Pullmann commented that the argument against Hagedorn “seems to be that no faithful religious believer can also be a good public official, in line with a crop of similar attacks on federal nominees.”
She pointed to attacks by prominent Democrats, including Sens. Dianne Feinstein, Cory Booker, Kamala Harris, Mazie Hirono and Bernie Sanders.
“How convenient for the minority of secularists to define their tribe as the only one eligible for rule,” Pullmann wrote. “And whatever happened to tolerance and pluralism, and not discriminating against people based on their identity?”
Hagedorn says his conservative judicial philosophy compels him to apply the laws impartially, regardless of his personal religious or political beliefs.
“Any judge who does not regularly issue a decision he does not agree with is not a good judge,” he said. “My job is not to decide whether I like the law or policy or not. We need to stop politicizing our courts and stop incorporating one’s own views into judicial decisionmaking.”
‘Wildly inappropriate’ questions
Earlier this month, Sen. Mike Lee, R-Utah, reprimanded Booker for subjecting a presidential nominee to questions about personal religious beliefs. Booker was questioning D.C. Circuit Court nominee Naomi Rao on whether she views gay relationships to be “immoral” during a Senate Judiciary Committee hearing.
“You can’t openly, publicly question a nominee about that nominee’s religious beliefs, about what he or she believes to be sinful conduct without subjecting that nominee to ridicule and simultaneously demeaning some of the fundamental tenets of our constitutional republic,” Lee said.
He said such a line of questioning is “wildly inappropriate.”

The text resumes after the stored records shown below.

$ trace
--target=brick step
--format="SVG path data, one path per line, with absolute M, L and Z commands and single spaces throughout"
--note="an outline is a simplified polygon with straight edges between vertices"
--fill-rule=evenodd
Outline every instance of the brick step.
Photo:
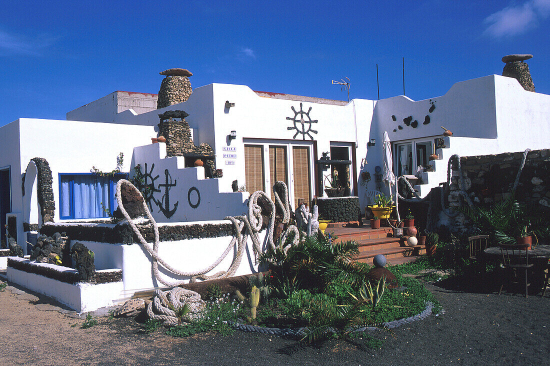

In 2017, Feinstein drew widespread criticism for probing the Catholic beliefs of appeals court nominee Amy Coney Barrett, who is high on President Trump’s list of possible U.S. Supreme Court nominees.
Feinstein told the judge her “dogma lives loudly within you.”
“I think whatever a religion is, it has its own dogma,” Feinstein said. “And I think in your case, professor, when you read your speeches, the conclusion one draws is that the dogma lives loudly within you, and that’s of concern when you come to the big issues that large numbers of people have fought for years in this country.”
See Feinstein confront Amy Coney Barrett:
Barrett, who clerked for Scalia, co-wrote a paper stating that when a judge’s morals conflict with the law, the judge should withdraw from the case.
But Feinstein drew the opposite conclusion from the paper, maintaining the law review article concluded “it may well be that a Catholic judge cannot be independent.”
“You have a long history of believing that your religious beliefs should prevail,” the senator claimed of the then-Notre Dame law professor.